Wells was re-elected again in the 1971 election, defeating Brewin for a second time by a greatly increased margin. He was promoted to Minister of Education on February 2, 1972. Shortly after his appointment, Wells permitted Ontario schoolchildren to watch the final game of the 1972 "Summit Series" ice hockey tournament between Canada and the Soviet Union from their classrooms. He defeated Liberal challenger Gerry Phillips by 2,677 votes in the 1975 election, and was returned by a greater majority again in 1977.

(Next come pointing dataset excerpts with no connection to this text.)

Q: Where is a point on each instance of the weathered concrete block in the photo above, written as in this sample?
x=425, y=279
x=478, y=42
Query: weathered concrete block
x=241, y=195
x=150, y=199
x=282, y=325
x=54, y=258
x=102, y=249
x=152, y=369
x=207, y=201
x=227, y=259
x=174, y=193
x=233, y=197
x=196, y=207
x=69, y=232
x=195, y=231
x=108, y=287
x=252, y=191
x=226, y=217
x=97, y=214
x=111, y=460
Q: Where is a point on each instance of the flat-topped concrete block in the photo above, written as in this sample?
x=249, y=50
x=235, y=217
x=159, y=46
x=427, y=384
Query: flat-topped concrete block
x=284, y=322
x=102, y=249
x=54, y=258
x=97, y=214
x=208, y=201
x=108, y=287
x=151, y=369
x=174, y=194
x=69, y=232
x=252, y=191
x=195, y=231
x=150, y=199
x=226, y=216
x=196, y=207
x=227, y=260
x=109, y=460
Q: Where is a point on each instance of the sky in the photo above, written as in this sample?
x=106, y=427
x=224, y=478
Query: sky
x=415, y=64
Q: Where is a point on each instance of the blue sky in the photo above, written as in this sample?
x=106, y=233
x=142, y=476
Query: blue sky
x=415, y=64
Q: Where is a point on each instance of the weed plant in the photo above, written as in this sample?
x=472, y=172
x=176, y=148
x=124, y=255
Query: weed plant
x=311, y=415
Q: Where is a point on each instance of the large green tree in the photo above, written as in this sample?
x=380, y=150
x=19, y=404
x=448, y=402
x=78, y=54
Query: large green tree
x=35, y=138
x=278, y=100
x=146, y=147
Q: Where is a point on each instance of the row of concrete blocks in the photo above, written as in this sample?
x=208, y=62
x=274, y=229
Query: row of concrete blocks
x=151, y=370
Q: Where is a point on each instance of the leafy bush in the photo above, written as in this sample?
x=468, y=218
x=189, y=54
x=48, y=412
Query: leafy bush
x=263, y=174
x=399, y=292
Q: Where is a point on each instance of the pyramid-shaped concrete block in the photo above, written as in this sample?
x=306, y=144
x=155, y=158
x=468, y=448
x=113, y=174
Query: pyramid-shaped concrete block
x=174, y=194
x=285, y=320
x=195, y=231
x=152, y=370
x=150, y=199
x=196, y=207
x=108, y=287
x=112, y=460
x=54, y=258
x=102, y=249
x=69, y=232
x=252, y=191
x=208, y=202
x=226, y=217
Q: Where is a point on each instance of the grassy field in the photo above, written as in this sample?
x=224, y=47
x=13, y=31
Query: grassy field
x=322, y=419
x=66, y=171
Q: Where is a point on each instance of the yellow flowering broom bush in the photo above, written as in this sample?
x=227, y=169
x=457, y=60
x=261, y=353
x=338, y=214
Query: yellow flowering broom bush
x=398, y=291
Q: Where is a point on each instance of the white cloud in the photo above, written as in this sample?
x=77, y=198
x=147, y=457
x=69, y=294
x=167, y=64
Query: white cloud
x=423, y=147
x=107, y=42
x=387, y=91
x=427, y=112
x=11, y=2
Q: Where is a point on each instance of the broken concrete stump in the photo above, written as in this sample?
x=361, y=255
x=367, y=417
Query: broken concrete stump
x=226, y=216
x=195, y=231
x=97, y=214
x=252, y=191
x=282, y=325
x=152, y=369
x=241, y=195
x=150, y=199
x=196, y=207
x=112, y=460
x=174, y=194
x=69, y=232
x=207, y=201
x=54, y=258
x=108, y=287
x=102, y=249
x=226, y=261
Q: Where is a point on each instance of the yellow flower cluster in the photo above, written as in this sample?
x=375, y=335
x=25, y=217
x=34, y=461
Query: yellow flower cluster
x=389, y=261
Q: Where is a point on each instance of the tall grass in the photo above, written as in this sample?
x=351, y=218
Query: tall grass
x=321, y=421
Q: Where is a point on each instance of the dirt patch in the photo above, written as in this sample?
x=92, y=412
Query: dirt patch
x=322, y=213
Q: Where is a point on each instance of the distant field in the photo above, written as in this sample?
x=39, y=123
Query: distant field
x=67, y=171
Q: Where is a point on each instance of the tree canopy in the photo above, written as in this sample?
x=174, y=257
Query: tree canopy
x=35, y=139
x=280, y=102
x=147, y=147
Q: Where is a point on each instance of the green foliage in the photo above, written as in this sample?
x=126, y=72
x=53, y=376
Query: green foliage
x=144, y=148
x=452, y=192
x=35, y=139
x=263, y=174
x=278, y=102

On August 16, 1978, Davis appointed Wells as his Minister of Intergovernmental Affairs. He was also appointed as Government House Leader in 1979. Both Wells and Davis were prominent supporters of Liberal Prime Minister Pierre Elliott Trudeau's plans to repatriate the Canadian Constitution, and were active in the negotiations that led to its adoption in 1982. Wells was re-elected with the largest plurality of his career in the 1981 election.

===Cabinet positions===

Davis ministry, Province of Ontario (1971–1985)
Cabinet posts (3)
| Predecessor | Office | Successor |
| Darcy McKeough | Minister of Intergovernmental Affairs 1978–1985 | Frank Miller |
| Bob Welch | Minister of Education 1972–1978 | Bette Stephenson |
| John Yaremko | Minister of Social and Family Services 1971–1972 | Rene Brunelle |
Robarts ministry, Province of Ontario (1961–1971)
Cabinet posts (2)
| Predecessor | Office | Successor |
| Matthew Dymond | Minister of Health 1969–1971 | Bert Lawrence |

==After politics==
On January 17, 1985, Davis appointed Wells as Ontario's agent-general in London, UK. Because of this appointment, he remained neutral in the Progressive Conservative Party's February 1985 leadership convention. He remained as agent-general until 1992, and then returned to Toronto. In 1992, he led Toronto's unsuccessful bid to host Expo '98.

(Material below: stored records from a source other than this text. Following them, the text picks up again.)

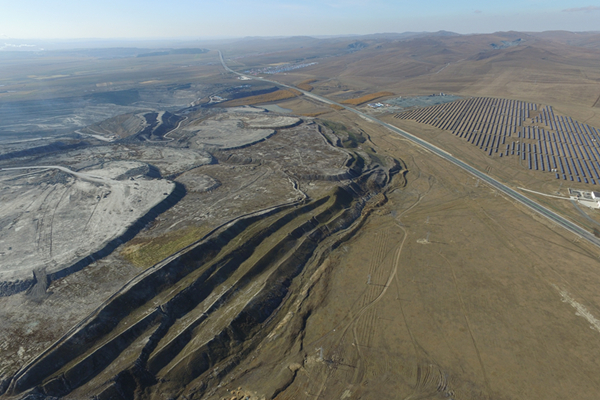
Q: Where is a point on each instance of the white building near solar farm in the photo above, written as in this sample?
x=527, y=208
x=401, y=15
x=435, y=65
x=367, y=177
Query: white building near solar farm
x=588, y=199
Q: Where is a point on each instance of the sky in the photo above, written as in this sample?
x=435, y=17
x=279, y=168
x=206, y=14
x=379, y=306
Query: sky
x=151, y=19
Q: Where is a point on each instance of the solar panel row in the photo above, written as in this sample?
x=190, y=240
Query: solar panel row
x=549, y=143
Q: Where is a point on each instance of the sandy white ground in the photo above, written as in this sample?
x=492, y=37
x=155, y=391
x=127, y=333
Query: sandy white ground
x=52, y=216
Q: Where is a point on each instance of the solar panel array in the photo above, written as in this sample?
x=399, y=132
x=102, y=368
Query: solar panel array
x=545, y=142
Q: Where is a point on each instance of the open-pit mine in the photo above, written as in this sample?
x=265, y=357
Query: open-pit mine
x=384, y=217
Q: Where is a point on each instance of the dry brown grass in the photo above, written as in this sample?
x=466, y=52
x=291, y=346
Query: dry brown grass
x=306, y=85
x=366, y=98
x=315, y=114
x=281, y=94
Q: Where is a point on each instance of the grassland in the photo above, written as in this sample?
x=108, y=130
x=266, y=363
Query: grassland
x=144, y=253
x=306, y=85
x=366, y=98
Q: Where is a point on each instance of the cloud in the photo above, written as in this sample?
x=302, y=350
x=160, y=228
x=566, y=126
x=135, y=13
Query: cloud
x=15, y=46
x=583, y=9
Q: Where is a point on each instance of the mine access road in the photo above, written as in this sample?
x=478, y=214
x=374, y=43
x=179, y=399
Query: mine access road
x=552, y=216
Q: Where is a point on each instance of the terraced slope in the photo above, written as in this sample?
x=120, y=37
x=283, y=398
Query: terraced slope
x=197, y=314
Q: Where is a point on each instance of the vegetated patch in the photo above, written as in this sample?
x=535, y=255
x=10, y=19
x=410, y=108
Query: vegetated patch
x=281, y=94
x=306, y=85
x=366, y=98
x=315, y=114
x=145, y=252
x=348, y=138
x=118, y=97
x=173, y=51
x=422, y=101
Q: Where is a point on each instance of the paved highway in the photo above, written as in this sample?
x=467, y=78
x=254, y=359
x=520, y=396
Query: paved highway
x=557, y=219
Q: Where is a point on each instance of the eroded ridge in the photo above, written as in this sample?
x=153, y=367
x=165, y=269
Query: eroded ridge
x=189, y=319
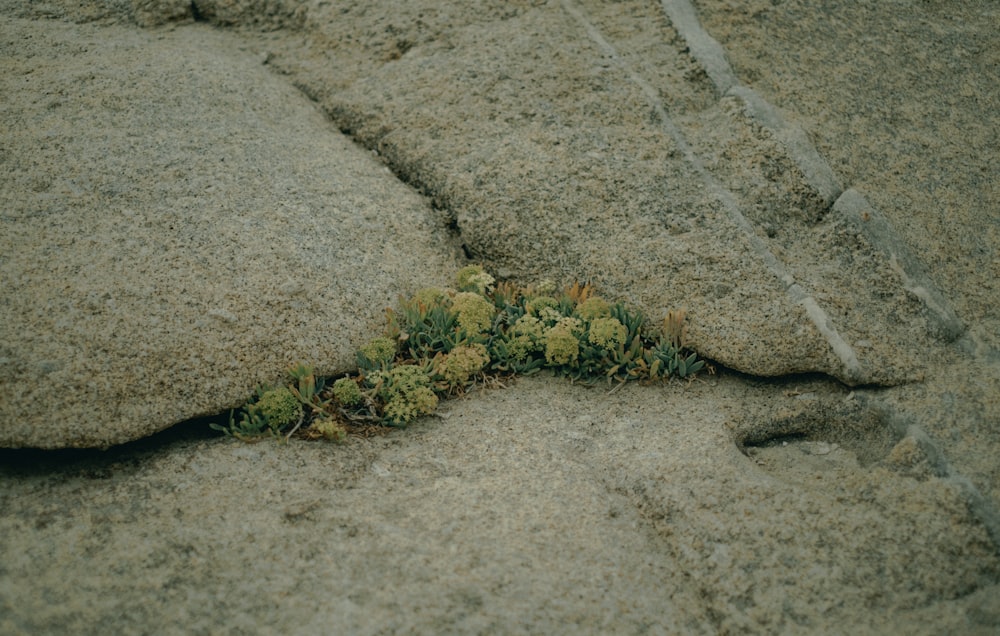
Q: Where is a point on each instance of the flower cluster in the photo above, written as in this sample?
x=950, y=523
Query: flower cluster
x=440, y=341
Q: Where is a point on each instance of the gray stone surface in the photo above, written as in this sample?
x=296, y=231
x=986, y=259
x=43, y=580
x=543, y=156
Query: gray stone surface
x=539, y=508
x=680, y=159
x=179, y=225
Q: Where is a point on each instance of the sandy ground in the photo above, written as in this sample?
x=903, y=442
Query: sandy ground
x=730, y=504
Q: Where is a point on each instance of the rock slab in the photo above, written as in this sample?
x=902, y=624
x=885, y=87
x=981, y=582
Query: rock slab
x=177, y=226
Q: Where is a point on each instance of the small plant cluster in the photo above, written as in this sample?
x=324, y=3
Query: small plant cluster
x=441, y=341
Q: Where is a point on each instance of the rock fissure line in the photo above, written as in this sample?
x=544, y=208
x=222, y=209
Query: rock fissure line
x=844, y=352
x=850, y=203
x=853, y=206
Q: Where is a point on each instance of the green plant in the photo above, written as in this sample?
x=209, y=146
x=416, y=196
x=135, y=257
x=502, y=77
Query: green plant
x=440, y=341
x=271, y=411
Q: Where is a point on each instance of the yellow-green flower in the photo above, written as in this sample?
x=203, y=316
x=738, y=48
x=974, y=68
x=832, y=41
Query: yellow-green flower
x=475, y=313
x=462, y=363
x=279, y=407
x=347, y=392
x=561, y=346
x=607, y=332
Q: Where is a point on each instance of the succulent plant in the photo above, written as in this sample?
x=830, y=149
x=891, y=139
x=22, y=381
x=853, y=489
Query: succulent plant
x=440, y=340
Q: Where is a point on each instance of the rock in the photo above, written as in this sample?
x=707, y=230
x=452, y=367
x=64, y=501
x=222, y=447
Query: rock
x=178, y=226
x=572, y=140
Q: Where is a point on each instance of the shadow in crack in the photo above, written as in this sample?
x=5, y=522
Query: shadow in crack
x=819, y=436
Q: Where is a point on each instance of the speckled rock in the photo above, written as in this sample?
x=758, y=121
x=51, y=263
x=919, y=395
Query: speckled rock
x=177, y=226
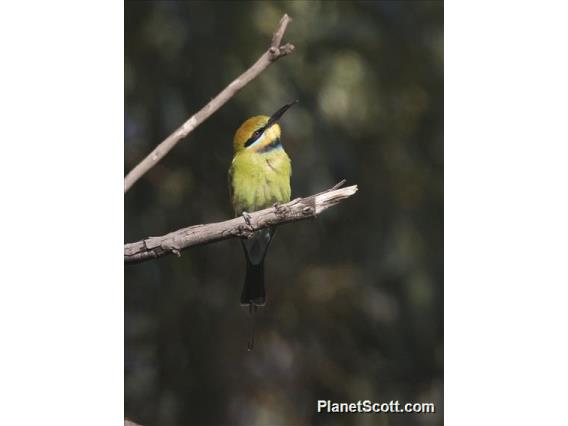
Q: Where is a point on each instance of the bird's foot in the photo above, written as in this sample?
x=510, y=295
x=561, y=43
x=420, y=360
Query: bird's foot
x=279, y=209
x=247, y=229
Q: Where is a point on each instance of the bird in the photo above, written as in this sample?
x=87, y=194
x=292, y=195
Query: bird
x=259, y=177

Wells died of cancer at Toronto's North York General Hospital in October 2000.

==Legacy==
On February 23, 2005, the Toronto District School Board passed a motion moved by Scarborough-Rouge River School Trustee Noah Ng supported by the local school community to name the first school constructed by the Toronto District School Board after Thomas Leonard Wells. Thomas L. Wells Public School opened its doors for Junior Kindergarten to Grade Eight students on September 6, 2005. The school itself was honoured with an award in December 2005 by Canadian Architect Magazine.

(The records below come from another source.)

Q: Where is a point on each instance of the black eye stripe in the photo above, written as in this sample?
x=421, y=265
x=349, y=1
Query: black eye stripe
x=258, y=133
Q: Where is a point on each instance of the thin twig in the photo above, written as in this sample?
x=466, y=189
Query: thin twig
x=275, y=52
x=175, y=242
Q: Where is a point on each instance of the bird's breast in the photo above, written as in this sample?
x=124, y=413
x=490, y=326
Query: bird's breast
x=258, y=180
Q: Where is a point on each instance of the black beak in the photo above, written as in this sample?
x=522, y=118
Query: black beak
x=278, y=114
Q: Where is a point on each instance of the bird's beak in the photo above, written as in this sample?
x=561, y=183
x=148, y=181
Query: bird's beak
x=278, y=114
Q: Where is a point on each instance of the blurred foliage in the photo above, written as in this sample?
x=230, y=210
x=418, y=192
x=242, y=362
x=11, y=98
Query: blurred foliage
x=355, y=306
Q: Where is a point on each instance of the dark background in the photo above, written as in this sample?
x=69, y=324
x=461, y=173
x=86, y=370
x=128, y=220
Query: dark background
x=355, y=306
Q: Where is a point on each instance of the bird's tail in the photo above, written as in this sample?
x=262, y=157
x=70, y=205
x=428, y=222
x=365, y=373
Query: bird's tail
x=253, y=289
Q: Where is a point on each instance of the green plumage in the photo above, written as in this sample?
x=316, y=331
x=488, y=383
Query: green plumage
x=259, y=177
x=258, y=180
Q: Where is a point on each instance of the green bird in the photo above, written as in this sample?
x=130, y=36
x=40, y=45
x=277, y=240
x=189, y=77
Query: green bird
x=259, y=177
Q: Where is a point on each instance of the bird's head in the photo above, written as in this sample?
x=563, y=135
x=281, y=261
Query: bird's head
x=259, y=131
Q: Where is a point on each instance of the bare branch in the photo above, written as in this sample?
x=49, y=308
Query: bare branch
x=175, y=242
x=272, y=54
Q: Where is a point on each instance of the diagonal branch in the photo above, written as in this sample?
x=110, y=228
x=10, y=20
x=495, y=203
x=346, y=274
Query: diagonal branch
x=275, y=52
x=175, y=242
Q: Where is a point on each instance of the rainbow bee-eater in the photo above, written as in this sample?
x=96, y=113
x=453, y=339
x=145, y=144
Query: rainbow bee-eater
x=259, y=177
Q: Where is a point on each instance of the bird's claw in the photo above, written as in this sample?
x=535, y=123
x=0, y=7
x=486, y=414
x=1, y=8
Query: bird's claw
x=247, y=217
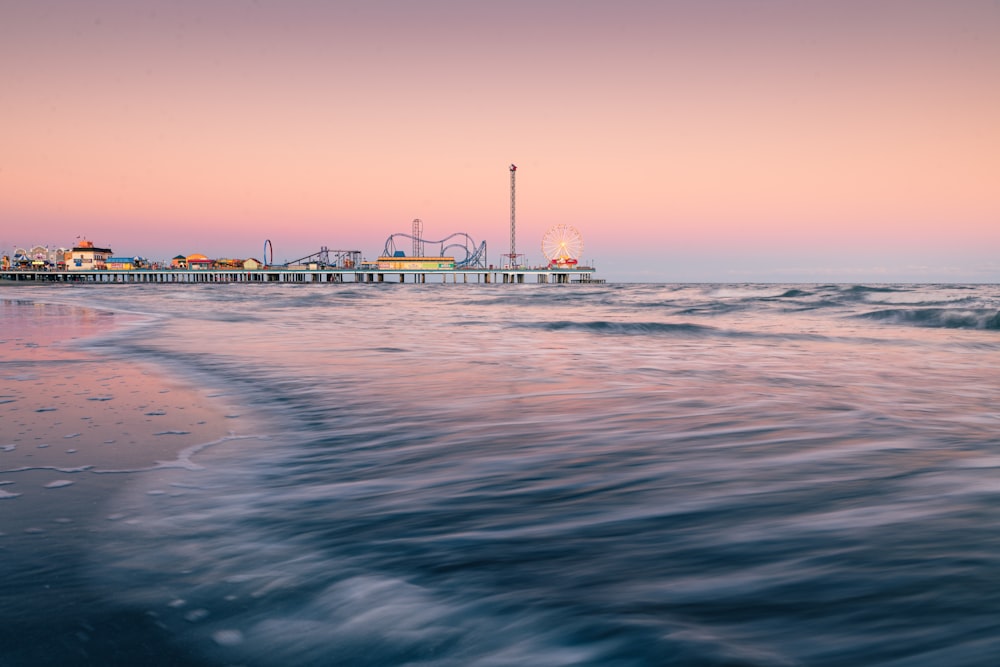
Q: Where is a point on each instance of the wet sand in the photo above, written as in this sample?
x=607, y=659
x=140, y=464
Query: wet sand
x=75, y=429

A street within the Heathwood Community in Scarborough near the intersection of Birchmount Road and Sanwood Boulevard has been named after Thomas Leonard Wells. Ward 39, Scarborough-Agincourt City Councillor Mike Del Grande, recommended the name of Tom Wells Crescent for the new housing sub-division which was approved by Scarborough and Toronto City Council.